Current Position:fig. beginning " AI Answers

What is Gaze-LLE and what are its main functions?

2025-09-10

2.1 K

Gaze-LLE is a gaze target prediction tool based on a large-scale learning encoder, developed by Fiona Ryan, Ajay Bati, and other researchers. The core goal of the tool is to efficiently predict the gaze target of a person in a video or image by means of a pre-trained vision base model (e.g. DINOv2).
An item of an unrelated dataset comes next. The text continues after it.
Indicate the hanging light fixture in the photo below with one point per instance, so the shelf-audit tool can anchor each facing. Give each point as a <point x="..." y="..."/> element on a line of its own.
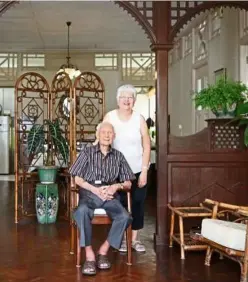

Its main functions include:

Focus on target forecasting: Accurate prediction of gaze position using a pre-trained visual coder
Multi-gaze prediction: Multiple people in a single image can be processed simultaneously
Lightweight Architecture: learn lightweight decoders only on frozen pre-trained encoders
Multi-model support: Provide pre-trained models based on different backbone networks (ViT-B/ViT-L) and training data

The salient advantages of Gaze-LLE over comparable tools are a 1-2 order of magnitude reduction in parameter size and the absence of additional input modalities (e.g., depth or attitude information).

This answer comes from the articleGaze-LLE: A Target Prediction Tool for Character Gaze in VideoThe

May not be reproduced without permission:AI productivity tools " What is Gaze-LLE and what are its main functions?